Henri Roger said: "Laennec in placing his ear on the chest of his patient heard for the first time in the history of human disease the cry of suffering organs. First of all, he learned to know the variations in their cries and the expressive modulations of the air-carrying tubes and the orifices of the heart that indicate the points where all is not well. He was the first to understand and to make others realize the significance of this pathological language, which, until then, had been misunderstood or, rather, scarcely listened to. Henceforth, the practitioner of medicine, endowed with one sense more than before and with his power of investigation materially increased, could read for himself the alterations hidden in the depths of the organism. His ear opened to the mind a new world in medical science."
The freely expressed opinions of distinguished German, English and American physicians show that these enthusiastic praises from his French compatriots are well deserved by Laennec for the beautifully simple, yet wonderfully fecund method that he placed before the medical profession in all its completeness.
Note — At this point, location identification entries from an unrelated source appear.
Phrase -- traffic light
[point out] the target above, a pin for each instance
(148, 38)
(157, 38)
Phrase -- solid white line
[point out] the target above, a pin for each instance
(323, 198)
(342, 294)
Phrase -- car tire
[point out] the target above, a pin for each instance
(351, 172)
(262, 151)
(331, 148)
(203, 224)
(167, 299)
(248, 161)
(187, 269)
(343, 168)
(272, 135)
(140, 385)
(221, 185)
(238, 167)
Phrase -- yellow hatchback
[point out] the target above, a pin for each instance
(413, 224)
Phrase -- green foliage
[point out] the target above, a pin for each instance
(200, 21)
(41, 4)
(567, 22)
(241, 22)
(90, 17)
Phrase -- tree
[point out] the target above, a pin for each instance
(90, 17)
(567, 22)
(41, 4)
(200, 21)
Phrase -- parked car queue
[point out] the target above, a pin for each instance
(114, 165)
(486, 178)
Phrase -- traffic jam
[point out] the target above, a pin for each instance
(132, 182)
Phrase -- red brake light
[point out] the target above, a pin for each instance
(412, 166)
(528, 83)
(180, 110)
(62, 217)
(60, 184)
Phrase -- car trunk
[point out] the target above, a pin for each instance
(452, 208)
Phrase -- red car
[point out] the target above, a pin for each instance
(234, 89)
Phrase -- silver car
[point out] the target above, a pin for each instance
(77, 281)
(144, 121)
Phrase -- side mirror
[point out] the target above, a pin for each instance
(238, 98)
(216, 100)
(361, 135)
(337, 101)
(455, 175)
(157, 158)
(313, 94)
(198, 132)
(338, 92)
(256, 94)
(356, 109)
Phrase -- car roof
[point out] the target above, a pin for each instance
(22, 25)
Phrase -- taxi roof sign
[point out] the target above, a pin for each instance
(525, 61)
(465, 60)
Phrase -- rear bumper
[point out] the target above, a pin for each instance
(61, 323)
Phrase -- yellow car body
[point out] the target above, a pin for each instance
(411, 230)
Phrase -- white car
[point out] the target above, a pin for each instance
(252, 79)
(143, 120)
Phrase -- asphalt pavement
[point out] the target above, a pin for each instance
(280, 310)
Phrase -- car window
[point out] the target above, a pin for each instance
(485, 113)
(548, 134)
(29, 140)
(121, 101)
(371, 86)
The first employment of the stethoscope by rolling up sheets of paper is of itself a sign of his readiness of invention. He made his own stethoscopes by hand and liked to spend his leisure time fashioning them carefully and even ornately. One of the stethoscopes certainly used by him and probably made by himself is to be seen at the Museum of the College of Physicians of Philadelphia.
After three years of study and patient investigation of the use of auscultation in pulmonary and cardiac diagnosis, Laennec wrote his book on the subject. This is an immortal work--a true classic in its complete treatment of the subject. [{150}] We have had thousands of books written on the subject since Laennec's time, and yet no physician could do better at the present moment than study Laennec's two comparatively small volumes to learn the art of physical diagnosis.